We follow a documented incident response runbook covering detection, triage, containment, eradication, recovery, and post-incident review. On detection of a likely incident, an incident commander is named and a dedicated communication channel is opened. Customer-facing communication is centralised to avoid conflicting messages.

Customer notification

For a personal data breach affecting customer data, we notify affected customers without undue delay and at the latest within seventy-two hours of becoming aware, in accordance with Articles 33 and 34 of the GDPR. The notification includes the nature of the breach, the categories and approximate number of data subjects and records affected, the likely consequences, the measures taken or proposed to address it, and a contact point for further information.

Post-incident review

Every significant incident is followed by a written post-mortem that identifies root cause and action items. Action items are tracked to closure. We share a sanitised summary with affected customers on request.

Continuity and recovery

Production data is backed up at least daily. Backups are encrypted, retained for thirty days, and tested for restoration at least quarterly. The recovery point objective for the primary database is twenty-four hours; the recovery time objective is four hours. The application tier is stateless and can be re-deployed from the tagged image within minutes. The disaster recovery plan is reviewed annually.

Personnel

Everyone with access to production data signs a confidentiality agreement and goes through security training before access is granted. Training is repeated at least once per year and after any material change to the threat landscape.
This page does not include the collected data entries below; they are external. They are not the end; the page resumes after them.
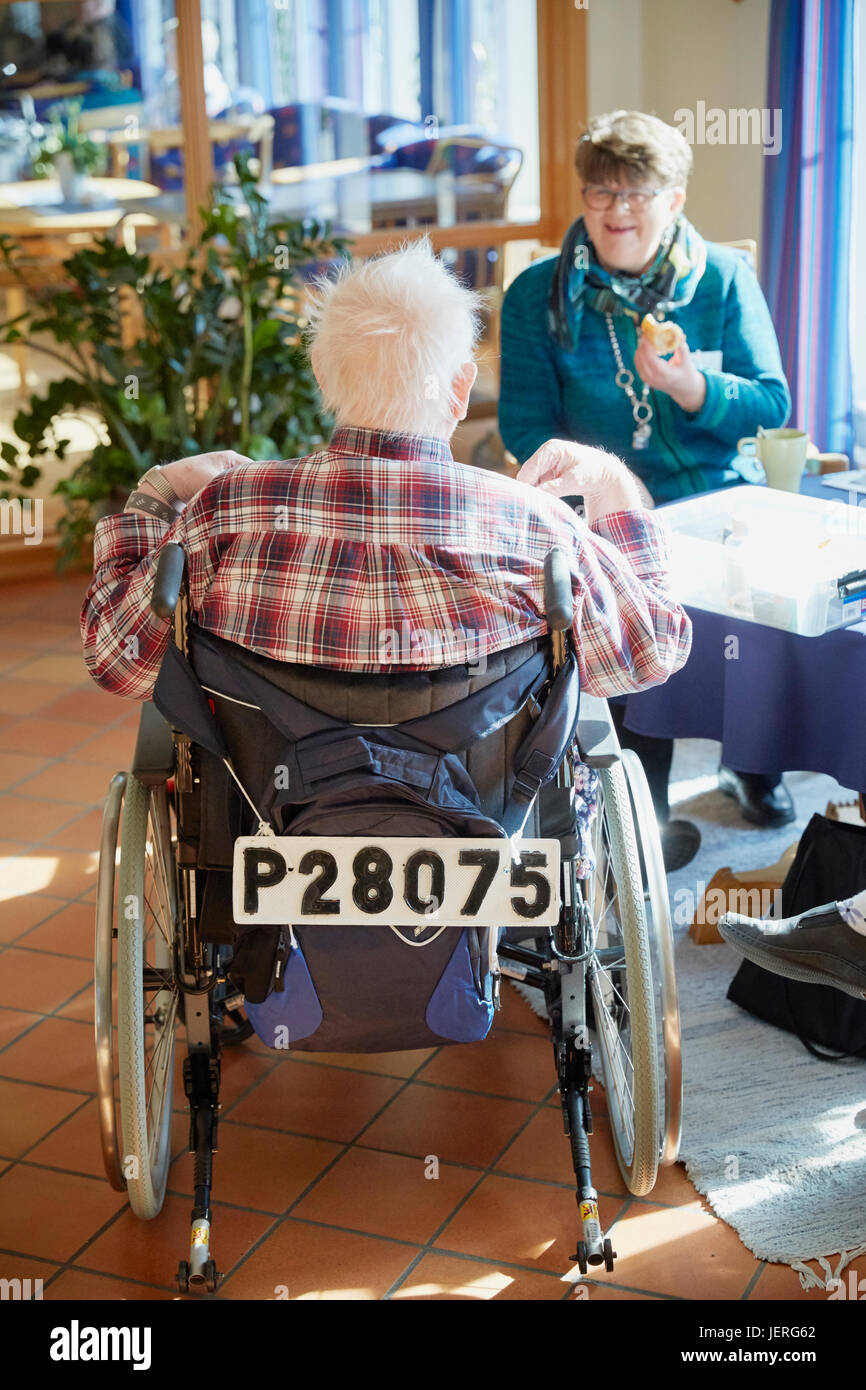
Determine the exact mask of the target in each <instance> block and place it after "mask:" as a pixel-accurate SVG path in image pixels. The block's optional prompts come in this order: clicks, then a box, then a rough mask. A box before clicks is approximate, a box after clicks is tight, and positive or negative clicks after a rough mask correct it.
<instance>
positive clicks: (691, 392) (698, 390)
mask: <svg viewBox="0 0 866 1390" xmlns="http://www.w3.org/2000/svg"><path fill="white" fill-rule="evenodd" d="M634 366H635V370H637V373H638V375H639V378H641V381H645V382H646V385H648V386H651V388H652V391H663V392H664V395H666V396H670V398H671V400H676V402H677V404H678V406H680V409H681V410H688V411H689V414H696V413H698V410H701V406H702V404H703V402H705V400H706V377H705V375H703V373H702V371H698V368H696V367H695V363H694V360H692V354H691V353H689V350H688V343H687V342H685V338H684V339H683V342H681V343H680V346H678V347H677V350H676V353H673V356H671V357H659V354H657V352H656V350H655V347H653V346H652V345H651V342H649V339H648V338H644V336H641V341H639V342H638V346H637V349H635V354H634Z"/></svg>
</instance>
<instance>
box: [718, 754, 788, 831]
mask: <svg viewBox="0 0 866 1390" xmlns="http://www.w3.org/2000/svg"><path fill="white" fill-rule="evenodd" d="M719 791H723V792H724V795H726V796H733V798H734V801H738V802H740V810H741V812H742V819H744V820H748V821H751V824H752V826H787V824H788V821H791V820H794V817H795V815H796V812H795V810H794V802H792V799H791V792H790V791H788V788H787V787H785V784H784V781H783V780H781V777H780V778H778V781H776V778H774V777H770V776H767V774H766V773H735V771H734V769H733V767H726V766H724V763H721V765H720V766H719Z"/></svg>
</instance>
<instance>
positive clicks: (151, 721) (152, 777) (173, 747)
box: [132, 701, 174, 787]
mask: <svg viewBox="0 0 866 1390" xmlns="http://www.w3.org/2000/svg"><path fill="white" fill-rule="evenodd" d="M172 773H174V738H172V734H171V726H170V724H167V723H165V720H164V719H163V716H161V714H160V712H158V709H157V708H156V705H152V703H150V701H147V702H146V703H145V705H142V717H140V720H139V733H138V738H136V742H135V755H133V758H132V776H133V777H138V780H139V781H140V783H143V785H145V787H158V784H160V783H164V781H165V780H167V778H168V777H171V774H172Z"/></svg>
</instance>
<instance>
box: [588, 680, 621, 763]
mask: <svg viewBox="0 0 866 1390" xmlns="http://www.w3.org/2000/svg"><path fill="white" fill-rule="evenodd" d="M577 749H578V753H580V760H581V763H585V765H587V767H610V766H612V765H613V763H617V762H619V760H620V756H621V749H620V741H619V738H617V735H616V728H614V727H613V719H612V717H610V709H609V708H607V701H606V699H603V698H602V696H601V695H584V694H581V698H580V706H578V716H577Z"/></svg>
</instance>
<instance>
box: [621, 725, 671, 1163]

Access is revoked within twenty-four hours of an employee's departure.

Physical security

All infrastructure is hosted with cloud providers that operate certified datacentres with physical access controls, environmental monitoring, and on-site security personnel. Ultron team members do not have physical access to any servers that host customer data.

Supplier risk

New subprocessors go through a security and privacy review before they are added. Existing subprocessors are reviewed at least annually. Material findings either lead to a remediation plan with a deadline or to a replacement search.

Compliance

Ultron is operated in line with the GDPR. Our hosting providers maintain certifications including ISO 27001, SOC 2 Type II, and equivalents; current attestations are available from the provider directly. We do not currently advertise an Ultron-specific certification programme but we are working towards SOC 2 Type II and ISO 27001 within our own scope, on a timeline published privately to enterprise customers.